📑 目次
🎭 伝承と事実が混ざる功績リスト
実は、先ほど挙げたグレゴリウスの功績リストは。
音楽関係以外にも、「伝承や後世の付加を含むもの」と、
グレゴリウス自身が実際に関わったと「確認できるもの」が混ざっています。
現代の歴史学的な視点で、
「グレゴリウスが関わっていない可能性が高い」ものを整理するとこうなります↓
〈関わっていない可能性が高い・後世の付加が濃厚なもの〉
- 13番 グレゴリオ聖歌の整備と体系化
→ 後世の伝承の可能性が高い。 - 14番 典礼・聖務日課の統一
→ 彼の意志は反映されているかもしれないが、後世の編集が大きい。 - 37番 音楽文化への貢献(グレゴリオ旋法)

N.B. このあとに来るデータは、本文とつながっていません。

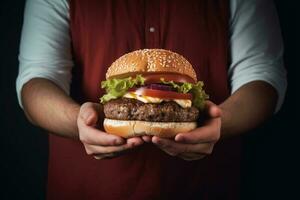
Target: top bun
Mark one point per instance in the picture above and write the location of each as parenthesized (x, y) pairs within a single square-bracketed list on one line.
[(151, 60)]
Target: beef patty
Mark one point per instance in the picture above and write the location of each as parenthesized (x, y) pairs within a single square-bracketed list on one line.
[(132, 109)]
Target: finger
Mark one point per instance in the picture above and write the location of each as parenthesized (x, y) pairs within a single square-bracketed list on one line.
[(90, 112), (103, 150), (147, 138), (135, 141), (174, 148), (91, 135), (212, 110), (191, 156), (209, 132)]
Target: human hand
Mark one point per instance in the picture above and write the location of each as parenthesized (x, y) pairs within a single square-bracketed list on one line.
[(99, 143), (198, 143)]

→ 後世の付加が強い。 - 55番 教皇自らが孤児・病人に施しを続けた伝説
→ 彼が福祉に熱心だったこと自体は確か - 51番 「教皇は1人国家である」という概念の先駆け
→ グレゴリウスの行動が流れの先駆けにはなったが、この概念を明確に打ち立てたわけではない。
と。
結構あるんですよね。
これ以外にも、後世の付加や美化の可能性が高いものとか。
微妙なラインのものはちょこちょこあるようです。
💡 なぜそんなことになったのか?
では何故、そんな事になっているのか?ですよ。
答えは簡単。
〝グレゴリウスが凄すぎたから〟
これに尽きます。
彼の生き様は、後の人々の想像を超えるほど強烈な光を放ちました。
その光はグレゴリウスの死後も、様々な人に影響を及ぼしたんです。
🌿 グレゴリウスの慎ましさ
例えばグレゴリウスの功績とされている
「典礼・聖務日課の統一」ですが。
グレゴリウスは華美な装飾や贅沢を好まなかったことで知られています。
彼はそもそも修道士としての生活に深く根ざしていて、
教皇になってからも「慎ましい生活」を理想としていました。
教皇宮殿であっても、できるだけ簡素な生活を送り、贅沢を避けました。
食事も質素で、修道士時代と同じような粗食を心がけたといわれています。
彼はこんな言葉を残しています:
「教会は黄金で輝くべきではない。信仰と善行で輝くべきだ。」
🔎 「グレゴリウスなら…」が生んだ功績
しかし当時の典礼(ミサや洗礼、お葬式とか)は、
金銀宝石で飾られた祭具や聖堂、豪華な衣装、
長大な儀礼のプロセスなどが特徴でした。
聖歌や朗読は、
場面によっては豪華な装飾衣装をまとった聖職者の長い行列、
大量の香の煙、楽器の伴奏などで盛大に行われることもありました。
この「香り・光・音・動き」の演出が信仰心を高める効果はあった一方で、
あまりに形式的・派手になりすぎて批判も生まれていたのです。
なので後世の人が、
- 「グレゴリウスならもっと質素にしたのではないか?」
- 「グレゴリウスなら本質である祈りを大切にしたのではないか?」
- 「グレゴリウスならもっと…」
- 「グレゴリウスなら…」
と。
そうやって整理していったものに、グレゴリウスの名前がついたり。
中には物事をスムーズに動かす為にグレゴリウスの名前を使ったり。
そうやって典礼・聖務日課の統一はグレゴリウスの功績となったのでしょう。
音楽についても、同じ事が起こったと考えられます。